MicroBooNE is a 170-ton neutrino detector roughly the size of a school bus that has operated since 2015. The international experiment has close to 200 collaborators from 36 institutions in five countries. They used cutting-edge technology to record spectacularly precise 3D images of neutrino events and examine particle interactions in detail – a much-needed probe into the subatomic world.
Neutrinos are one of the fundamental particles in nature. They’re neutral, incredibly tiny, and the most abundant particle with mass in our universe — though they rarely interact with other matter. They’re also particularly intriguing to physicists, with a number of unanswered questions surrounding them.
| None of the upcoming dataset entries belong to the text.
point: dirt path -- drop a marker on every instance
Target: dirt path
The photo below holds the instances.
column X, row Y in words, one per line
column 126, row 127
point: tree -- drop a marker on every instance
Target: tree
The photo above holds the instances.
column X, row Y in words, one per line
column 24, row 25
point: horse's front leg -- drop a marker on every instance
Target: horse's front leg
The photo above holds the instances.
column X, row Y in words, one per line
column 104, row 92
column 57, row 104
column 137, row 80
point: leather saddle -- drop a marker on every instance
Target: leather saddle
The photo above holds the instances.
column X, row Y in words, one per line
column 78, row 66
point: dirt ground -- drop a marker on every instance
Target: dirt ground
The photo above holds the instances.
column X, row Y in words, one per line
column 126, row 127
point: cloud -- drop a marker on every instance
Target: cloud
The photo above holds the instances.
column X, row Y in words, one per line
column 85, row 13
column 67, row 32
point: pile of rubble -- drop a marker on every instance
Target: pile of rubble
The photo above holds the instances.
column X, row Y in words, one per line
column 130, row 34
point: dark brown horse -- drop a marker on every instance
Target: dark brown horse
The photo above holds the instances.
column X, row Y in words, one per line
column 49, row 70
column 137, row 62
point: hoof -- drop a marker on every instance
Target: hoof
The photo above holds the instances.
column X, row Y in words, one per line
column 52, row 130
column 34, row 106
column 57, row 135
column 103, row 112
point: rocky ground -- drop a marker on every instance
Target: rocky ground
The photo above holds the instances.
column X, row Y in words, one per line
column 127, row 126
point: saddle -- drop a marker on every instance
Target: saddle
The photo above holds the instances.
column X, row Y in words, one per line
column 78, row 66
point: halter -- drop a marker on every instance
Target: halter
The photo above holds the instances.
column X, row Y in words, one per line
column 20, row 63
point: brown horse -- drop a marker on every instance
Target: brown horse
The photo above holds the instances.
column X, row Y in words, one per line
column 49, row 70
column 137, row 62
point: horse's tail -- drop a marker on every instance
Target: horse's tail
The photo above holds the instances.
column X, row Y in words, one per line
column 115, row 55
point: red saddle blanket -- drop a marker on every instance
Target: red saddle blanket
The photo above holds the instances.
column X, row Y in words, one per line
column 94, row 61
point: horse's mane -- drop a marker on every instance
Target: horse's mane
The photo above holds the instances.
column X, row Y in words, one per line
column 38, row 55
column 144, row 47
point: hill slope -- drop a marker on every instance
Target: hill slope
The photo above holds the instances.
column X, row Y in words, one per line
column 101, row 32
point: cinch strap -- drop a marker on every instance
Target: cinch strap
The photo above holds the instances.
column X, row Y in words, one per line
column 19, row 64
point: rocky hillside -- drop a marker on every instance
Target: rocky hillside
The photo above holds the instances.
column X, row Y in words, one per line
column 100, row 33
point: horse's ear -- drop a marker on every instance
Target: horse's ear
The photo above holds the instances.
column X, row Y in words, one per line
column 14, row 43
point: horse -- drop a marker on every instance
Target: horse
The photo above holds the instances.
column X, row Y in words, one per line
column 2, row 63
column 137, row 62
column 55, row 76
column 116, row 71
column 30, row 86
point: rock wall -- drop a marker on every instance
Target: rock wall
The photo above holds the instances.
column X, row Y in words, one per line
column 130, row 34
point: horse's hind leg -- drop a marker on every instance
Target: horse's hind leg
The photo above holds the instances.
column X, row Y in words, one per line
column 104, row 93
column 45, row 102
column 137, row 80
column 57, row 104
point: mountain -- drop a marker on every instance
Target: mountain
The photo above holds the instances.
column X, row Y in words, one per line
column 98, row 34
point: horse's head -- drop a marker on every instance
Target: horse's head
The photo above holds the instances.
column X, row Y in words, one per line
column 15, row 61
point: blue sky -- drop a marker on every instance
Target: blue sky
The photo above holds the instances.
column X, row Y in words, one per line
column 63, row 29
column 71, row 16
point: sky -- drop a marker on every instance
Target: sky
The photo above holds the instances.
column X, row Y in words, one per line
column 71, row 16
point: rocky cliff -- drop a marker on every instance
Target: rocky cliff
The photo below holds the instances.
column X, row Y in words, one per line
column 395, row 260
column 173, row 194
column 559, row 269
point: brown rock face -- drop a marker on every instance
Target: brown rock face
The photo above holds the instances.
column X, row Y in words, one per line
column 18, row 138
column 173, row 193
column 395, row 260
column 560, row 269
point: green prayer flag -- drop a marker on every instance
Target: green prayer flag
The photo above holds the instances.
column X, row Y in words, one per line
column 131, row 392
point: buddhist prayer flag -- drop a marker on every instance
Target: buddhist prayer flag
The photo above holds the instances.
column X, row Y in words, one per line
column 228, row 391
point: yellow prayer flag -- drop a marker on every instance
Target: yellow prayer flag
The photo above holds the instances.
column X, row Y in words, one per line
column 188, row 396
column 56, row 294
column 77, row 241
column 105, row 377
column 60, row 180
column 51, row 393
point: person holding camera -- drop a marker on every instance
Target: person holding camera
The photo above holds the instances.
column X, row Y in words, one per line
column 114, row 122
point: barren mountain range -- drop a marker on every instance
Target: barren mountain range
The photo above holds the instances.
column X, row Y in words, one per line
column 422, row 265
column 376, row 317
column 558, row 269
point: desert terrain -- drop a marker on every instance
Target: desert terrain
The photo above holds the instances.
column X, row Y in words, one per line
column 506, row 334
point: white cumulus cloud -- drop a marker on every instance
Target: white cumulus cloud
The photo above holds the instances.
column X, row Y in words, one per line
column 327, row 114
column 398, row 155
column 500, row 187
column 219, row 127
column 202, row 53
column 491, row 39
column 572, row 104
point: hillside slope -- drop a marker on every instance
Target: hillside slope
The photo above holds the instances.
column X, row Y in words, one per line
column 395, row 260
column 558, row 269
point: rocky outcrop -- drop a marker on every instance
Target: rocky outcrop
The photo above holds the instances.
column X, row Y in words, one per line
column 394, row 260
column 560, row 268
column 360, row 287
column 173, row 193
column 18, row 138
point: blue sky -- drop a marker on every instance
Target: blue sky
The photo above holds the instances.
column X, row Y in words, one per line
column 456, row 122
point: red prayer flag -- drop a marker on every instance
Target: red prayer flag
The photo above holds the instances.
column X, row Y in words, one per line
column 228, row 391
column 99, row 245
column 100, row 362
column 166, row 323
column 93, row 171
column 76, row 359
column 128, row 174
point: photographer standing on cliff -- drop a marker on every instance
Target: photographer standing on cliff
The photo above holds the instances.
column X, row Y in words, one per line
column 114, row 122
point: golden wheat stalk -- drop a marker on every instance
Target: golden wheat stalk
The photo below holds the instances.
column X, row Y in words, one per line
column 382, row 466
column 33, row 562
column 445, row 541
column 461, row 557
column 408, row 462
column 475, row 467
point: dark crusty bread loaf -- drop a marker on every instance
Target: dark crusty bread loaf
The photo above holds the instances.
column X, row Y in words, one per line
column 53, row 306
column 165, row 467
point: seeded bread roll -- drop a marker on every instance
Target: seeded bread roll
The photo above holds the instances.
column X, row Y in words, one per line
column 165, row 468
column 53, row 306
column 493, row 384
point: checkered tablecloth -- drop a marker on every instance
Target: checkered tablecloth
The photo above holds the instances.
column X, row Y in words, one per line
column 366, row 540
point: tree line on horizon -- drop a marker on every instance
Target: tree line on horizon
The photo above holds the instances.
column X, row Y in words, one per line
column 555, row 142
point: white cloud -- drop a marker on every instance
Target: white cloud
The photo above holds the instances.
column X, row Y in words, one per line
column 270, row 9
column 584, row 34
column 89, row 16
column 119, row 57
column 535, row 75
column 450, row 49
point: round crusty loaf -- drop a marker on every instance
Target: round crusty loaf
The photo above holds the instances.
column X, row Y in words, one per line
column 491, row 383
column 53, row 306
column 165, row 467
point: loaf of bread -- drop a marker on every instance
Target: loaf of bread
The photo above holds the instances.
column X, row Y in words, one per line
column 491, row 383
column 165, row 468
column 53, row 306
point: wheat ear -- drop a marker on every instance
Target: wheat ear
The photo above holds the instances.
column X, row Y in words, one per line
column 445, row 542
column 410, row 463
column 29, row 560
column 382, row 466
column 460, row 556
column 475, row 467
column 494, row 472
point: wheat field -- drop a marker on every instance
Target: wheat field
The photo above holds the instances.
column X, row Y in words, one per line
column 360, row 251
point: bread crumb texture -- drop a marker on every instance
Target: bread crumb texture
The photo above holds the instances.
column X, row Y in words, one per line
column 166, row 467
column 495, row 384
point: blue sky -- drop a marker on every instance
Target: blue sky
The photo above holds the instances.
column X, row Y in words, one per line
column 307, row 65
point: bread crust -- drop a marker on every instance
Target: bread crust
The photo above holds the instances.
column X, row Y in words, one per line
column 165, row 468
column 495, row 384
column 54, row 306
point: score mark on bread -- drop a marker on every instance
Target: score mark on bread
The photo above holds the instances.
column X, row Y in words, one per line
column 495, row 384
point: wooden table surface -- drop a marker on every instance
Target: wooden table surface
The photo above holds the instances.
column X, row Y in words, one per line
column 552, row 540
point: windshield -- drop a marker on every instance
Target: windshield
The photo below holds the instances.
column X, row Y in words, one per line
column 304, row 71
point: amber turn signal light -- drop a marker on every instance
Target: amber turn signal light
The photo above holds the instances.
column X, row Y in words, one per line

These puzzles include why their masses are so vanishingly small and whether they are responsible for matter’s dominance over antimatter in our universe. This makes neutrinos a unique window into exploring how the universe works at the smallest scales.
MicroBooNE’s new results are a turning point in neutrino research, according to Fermilab. With sterile neutrinos further disfavored as the explanation for anomalies spotted in neutrino data, scientists are investigating other possibilities. These include things as intriguing as light created by other processes during neutrino collisions or as exotic as dark matter, unexplained physics related to the Higgs boson, or other physics beyond the Standard Model.
Several CSU researchers are also involved in the Deep Underground Neutrino Experiment, also hosted at Fermilab.